Je me réjouirai d’abord de la qualité d’écoute qui caractérise notre débat, ce qui n’est pas si fréquent. Nos opinions sont différentes, et nous les confrontons : c’est le jeu de la démocratie, et si le débat peut continuer sur ce ton, nous en sortirons tous grandis. On progresse toujours davantage en confrontant des raisonnements plutôt qu’en vitupérant.
Madame la garde des sceaux, je vous écoute toujours avec attention, mais si je vous ai demandé tout à l’heure l’autorisation de vous interrompre, c’est parce que vous nous avez reproché de vouloir donner des leçons. Or, tant s’en faut ! Nous défendons nos convictions : c’est notre fierté de parlementaires, et c’est aussi notre droit le plus élémentaire.
Je vous donne acte de ce que, en 1981, François Mitterrand avait inscrit parmi ses 110 propositions celle d’accorder le droit de vote aux étrangers résidant depuis un certain nombre d’années sur notre sol.
Cette proposition n’a toujours pas été mise en œuvre aujourd’hui.
Peut-on, madame la garde des sceaux, essayer de comprendre objectivement, sans polémiquer, pourquoi nous ne sommes pas parvenus à tenir cet engagement ?
La raison de cet échec, c’est que, pour accorder le droit de vote aux étrangers résidant en France depuis un certain nombre années, il faut réviser la Constitution. En l’absence d’un tel préalable, nous ne pouvions pas voter de loi accordant le droit de vote aux résidents étrangers. D’ailleurs, si nous en avions néanmoins voté une, le Conseil constitutionnel l’aurait déclarée inconstitutionnelle. Personne, je pense, ne me démentira sur ce point.
Nous étions donc obligés de réviser la Constitution, en utilisant la procédure prévue à l’article 89 de la loi fondamentale, mais nous nous heurtions alors au droit de veto dont dispose le Sénat.
Nous avons à de multiples reprises tenté d’ouvrir le débat. S’il s’engage enfin aujourd’hui, c’est précisément parce que nous discutons d’une révision constitutionnelle, ce qui ouvre une « fenêtre », si je puis m’exprimer ainsi.
Lorsque le ministre de l’intérieur, à l’automne 2005, a évoqué cette question, Jean-Pierre Bel a demandé à la conférence des présidents l’inscription à l’ordre du jour du Sénat de la proposition de loi de M. Lionel Mamère, qui avait déjà été adoptée à l’Assemblée nationale. La conférence des présidents lui a opposé un refus ! À l’époque, nous ne disposions même pas de la possibilité de choisir les textes inscrits à l’ordre du jour réservé !

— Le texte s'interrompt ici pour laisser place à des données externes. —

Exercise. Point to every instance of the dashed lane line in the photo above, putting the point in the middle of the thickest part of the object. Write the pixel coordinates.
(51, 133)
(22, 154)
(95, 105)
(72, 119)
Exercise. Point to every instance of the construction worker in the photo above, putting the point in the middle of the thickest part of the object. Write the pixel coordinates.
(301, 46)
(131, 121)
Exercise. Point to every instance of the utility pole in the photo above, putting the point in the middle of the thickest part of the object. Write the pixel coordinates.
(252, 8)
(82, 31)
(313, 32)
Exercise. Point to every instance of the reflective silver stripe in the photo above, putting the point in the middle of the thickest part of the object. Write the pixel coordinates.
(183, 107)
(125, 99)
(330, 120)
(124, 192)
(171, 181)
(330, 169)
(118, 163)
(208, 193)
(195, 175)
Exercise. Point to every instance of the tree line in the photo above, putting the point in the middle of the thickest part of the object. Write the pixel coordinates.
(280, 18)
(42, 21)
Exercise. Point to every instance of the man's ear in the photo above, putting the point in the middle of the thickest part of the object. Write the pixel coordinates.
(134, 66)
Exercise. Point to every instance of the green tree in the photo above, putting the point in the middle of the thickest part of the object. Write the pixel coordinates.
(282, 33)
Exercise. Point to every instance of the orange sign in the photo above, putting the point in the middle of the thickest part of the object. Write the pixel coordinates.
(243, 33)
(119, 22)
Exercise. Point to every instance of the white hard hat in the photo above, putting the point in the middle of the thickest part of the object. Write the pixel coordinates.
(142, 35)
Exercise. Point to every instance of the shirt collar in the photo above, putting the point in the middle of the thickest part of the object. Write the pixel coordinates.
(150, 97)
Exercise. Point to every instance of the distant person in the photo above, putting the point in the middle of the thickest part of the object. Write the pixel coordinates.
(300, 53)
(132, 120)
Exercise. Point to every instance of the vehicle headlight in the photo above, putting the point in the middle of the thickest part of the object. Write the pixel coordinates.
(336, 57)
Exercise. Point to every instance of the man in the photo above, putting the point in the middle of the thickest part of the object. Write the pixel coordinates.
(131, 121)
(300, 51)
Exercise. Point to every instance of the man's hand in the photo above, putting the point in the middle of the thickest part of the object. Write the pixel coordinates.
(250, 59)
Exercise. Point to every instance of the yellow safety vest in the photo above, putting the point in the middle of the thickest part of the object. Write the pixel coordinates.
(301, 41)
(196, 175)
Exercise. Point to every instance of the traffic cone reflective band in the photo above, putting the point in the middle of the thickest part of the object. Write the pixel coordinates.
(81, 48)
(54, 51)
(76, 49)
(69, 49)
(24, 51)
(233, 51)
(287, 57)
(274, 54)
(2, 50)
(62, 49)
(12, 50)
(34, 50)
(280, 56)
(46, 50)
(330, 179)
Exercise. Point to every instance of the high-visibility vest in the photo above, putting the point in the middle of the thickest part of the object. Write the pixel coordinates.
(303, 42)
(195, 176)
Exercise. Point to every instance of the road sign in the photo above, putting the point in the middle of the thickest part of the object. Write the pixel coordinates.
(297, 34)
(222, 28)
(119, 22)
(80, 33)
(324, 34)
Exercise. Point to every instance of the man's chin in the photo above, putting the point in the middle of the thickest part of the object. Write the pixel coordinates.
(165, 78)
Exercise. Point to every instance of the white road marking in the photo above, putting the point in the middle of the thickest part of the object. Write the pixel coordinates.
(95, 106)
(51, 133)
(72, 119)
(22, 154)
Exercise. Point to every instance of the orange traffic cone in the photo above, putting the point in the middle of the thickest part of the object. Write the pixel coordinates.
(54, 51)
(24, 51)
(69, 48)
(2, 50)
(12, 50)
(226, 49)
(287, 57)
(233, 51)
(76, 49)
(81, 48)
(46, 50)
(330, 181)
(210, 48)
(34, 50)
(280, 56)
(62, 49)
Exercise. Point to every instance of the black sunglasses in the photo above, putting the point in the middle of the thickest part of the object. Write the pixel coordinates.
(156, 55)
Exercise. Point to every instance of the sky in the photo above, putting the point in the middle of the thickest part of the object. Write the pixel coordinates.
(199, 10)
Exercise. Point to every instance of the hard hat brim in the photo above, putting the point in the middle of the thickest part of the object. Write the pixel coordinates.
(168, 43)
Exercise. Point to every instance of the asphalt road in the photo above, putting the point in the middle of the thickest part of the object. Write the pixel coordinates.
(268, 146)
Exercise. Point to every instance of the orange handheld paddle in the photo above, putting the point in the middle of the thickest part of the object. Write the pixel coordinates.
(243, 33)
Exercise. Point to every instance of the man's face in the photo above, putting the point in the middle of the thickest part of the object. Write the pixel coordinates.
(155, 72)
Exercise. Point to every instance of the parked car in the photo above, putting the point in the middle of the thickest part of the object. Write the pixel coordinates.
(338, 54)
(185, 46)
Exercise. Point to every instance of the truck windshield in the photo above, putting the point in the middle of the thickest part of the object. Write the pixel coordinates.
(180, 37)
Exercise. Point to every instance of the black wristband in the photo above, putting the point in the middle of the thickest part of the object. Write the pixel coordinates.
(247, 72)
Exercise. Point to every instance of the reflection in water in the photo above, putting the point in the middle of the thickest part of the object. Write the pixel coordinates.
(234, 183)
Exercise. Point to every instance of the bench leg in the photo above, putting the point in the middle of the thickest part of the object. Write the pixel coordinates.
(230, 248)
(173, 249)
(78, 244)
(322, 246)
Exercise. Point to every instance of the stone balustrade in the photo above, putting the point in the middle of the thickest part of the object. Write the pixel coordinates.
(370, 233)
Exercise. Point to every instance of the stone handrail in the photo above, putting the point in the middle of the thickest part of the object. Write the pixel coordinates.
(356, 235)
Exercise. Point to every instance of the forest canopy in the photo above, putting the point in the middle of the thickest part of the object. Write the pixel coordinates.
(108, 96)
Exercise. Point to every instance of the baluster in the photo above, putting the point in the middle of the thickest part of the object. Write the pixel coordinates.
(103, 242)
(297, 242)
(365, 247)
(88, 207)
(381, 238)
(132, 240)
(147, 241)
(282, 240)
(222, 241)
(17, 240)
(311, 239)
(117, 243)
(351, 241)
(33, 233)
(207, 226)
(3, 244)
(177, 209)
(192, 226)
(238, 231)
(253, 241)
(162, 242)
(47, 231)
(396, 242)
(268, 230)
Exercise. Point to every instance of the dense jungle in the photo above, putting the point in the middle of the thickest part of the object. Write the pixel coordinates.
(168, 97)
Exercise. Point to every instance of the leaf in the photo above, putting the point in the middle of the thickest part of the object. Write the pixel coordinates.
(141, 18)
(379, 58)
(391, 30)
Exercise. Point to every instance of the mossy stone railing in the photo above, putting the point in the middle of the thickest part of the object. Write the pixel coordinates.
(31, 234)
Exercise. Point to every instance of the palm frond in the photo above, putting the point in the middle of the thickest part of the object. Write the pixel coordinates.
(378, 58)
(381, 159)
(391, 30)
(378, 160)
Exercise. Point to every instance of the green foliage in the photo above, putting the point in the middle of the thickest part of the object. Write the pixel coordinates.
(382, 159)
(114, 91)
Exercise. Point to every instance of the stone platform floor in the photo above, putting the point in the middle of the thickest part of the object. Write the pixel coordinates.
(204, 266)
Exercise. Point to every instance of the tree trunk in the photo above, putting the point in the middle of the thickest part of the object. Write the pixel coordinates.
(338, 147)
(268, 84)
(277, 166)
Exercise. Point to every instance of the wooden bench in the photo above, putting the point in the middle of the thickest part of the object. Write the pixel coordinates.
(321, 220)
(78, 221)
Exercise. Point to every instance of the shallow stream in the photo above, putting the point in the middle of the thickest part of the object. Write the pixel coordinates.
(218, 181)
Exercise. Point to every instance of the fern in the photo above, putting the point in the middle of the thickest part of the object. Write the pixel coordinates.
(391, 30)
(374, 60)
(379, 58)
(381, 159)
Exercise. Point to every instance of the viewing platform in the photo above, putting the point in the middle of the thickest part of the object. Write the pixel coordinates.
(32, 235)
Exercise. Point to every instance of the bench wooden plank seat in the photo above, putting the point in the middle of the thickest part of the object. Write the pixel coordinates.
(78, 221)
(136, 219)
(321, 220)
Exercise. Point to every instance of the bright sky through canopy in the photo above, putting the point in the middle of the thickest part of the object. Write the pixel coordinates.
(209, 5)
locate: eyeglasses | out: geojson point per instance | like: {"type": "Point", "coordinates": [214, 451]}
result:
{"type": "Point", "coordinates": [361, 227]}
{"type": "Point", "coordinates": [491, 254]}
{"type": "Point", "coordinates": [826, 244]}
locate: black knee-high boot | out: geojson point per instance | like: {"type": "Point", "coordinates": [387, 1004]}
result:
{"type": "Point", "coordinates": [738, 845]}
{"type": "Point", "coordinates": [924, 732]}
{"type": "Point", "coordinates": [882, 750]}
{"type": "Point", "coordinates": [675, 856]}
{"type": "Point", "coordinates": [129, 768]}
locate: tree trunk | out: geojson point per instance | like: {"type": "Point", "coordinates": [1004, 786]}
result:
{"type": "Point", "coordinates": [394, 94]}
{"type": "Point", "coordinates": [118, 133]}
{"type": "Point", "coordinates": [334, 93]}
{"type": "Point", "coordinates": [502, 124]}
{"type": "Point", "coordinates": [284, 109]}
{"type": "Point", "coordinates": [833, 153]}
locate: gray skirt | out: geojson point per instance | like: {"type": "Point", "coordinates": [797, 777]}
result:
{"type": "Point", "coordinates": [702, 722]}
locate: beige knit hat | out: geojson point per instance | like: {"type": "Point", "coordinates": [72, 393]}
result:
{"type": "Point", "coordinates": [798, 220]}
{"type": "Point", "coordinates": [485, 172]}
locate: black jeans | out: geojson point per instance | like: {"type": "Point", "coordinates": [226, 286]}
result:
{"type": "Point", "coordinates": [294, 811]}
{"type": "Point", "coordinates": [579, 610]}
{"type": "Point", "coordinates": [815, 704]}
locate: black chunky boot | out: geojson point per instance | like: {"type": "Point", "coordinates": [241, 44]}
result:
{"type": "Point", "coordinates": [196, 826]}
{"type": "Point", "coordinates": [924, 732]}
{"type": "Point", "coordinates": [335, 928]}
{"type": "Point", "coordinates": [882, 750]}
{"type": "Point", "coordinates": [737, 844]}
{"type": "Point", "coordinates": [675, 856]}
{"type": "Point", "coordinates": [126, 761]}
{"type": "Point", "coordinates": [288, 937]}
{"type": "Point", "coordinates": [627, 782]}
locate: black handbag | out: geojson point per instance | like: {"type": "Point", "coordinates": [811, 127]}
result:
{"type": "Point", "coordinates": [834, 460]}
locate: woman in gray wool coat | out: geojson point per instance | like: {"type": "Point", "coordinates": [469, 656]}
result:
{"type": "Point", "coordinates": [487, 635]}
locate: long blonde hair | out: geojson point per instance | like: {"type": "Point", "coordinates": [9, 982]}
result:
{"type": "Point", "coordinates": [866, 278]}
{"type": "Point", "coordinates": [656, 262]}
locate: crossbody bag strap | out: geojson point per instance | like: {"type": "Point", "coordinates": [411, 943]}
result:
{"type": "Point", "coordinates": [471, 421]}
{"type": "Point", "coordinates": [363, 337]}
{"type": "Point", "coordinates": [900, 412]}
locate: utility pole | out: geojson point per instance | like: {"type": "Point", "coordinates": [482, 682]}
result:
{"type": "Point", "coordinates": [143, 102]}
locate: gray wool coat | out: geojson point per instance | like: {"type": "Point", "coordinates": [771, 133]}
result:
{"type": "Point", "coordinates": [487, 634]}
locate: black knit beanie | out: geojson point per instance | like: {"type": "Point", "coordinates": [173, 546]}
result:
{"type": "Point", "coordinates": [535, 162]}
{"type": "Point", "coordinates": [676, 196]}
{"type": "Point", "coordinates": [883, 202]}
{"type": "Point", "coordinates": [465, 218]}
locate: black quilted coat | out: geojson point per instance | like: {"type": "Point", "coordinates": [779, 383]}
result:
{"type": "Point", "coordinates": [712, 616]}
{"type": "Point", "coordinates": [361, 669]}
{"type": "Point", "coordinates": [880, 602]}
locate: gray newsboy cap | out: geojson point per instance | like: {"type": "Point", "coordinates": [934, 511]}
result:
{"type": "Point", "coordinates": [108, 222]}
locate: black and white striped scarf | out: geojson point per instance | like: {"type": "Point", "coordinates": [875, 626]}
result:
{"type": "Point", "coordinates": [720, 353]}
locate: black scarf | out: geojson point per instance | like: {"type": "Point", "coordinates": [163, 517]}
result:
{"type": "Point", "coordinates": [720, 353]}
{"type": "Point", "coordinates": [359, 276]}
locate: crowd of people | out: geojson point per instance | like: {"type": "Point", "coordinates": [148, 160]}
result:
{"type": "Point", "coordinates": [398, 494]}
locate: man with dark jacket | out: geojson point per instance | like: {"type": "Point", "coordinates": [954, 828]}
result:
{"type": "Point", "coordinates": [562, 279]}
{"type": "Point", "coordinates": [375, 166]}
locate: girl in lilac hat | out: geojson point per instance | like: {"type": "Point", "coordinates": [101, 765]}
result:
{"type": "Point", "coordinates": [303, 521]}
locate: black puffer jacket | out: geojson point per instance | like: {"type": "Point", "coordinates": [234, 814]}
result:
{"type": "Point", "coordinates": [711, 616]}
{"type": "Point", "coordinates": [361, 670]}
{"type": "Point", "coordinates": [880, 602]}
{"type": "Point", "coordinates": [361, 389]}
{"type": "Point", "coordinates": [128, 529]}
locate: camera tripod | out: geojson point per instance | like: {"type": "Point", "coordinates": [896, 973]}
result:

Nous avons essayé de contourner ce refus en déposant une proposition de loi, symboliquement cosignée par Nicole Borvo Cohen-Seat, Jean-Pierre Bel et Marie-Christine Blandin, et en demandant sa discussion immédiate. Cette demande, vous l’avez rejetée, chers collègues de la majorité, comme c’était votre droit. Il n’y a donc pas eu de débat.
Chaque fois que nous en avons la possibilité, nous posons donc le problème du vote des résidents étrangers. Si ce dossier n’a pu avancer – ce que beaucoup ont du mal à comprendre –, c’est en raison du droit de veto accordé à la majorité du Sénat par la Constitution en matière de révision constitutionnelle.
Nous ne pouvons franchir cet obstacle. C’est pourquoi nous sommes opposés au droit de veto constitutionnel du Sénat. Nous posons le problème maintenant, afin de situer les responsabilités : si nous ne progressons pas sur ce sujet du droit de vote des étrangers, ce n’est pas parce que la gauche ne le veut pas, c’est parce que la droite s’y oppose !
Nous continuerons, avec sérénité et détermination, à aborder cette question car, les idées ayant progressé, le temps est maintenant venu d’avancer dans cette voie.
Nous ne voulons pas polémiquer, madame la garde des sceaux. Je ne vous ai donné aucune leçon, j’ai simplement rappelé un enchaînement chronologique. D’ailleurs, si quelqu’un souhaite me démentir, je l’écouterai très attentivement.
Monsieur le président, par souci de clarté, nous avons souhaité que le débat ait lieu une fois pour toutes sur le premier des dix amendements en discussion commune, c’est-à-dire l’amendement n° 163 rectifié de Nicole Borvo Cohen-Seat. Nous n’expliquerons pas notre vote sur les amendements suivants, mais nous demanderons, en revanche, quelques scrutins publics.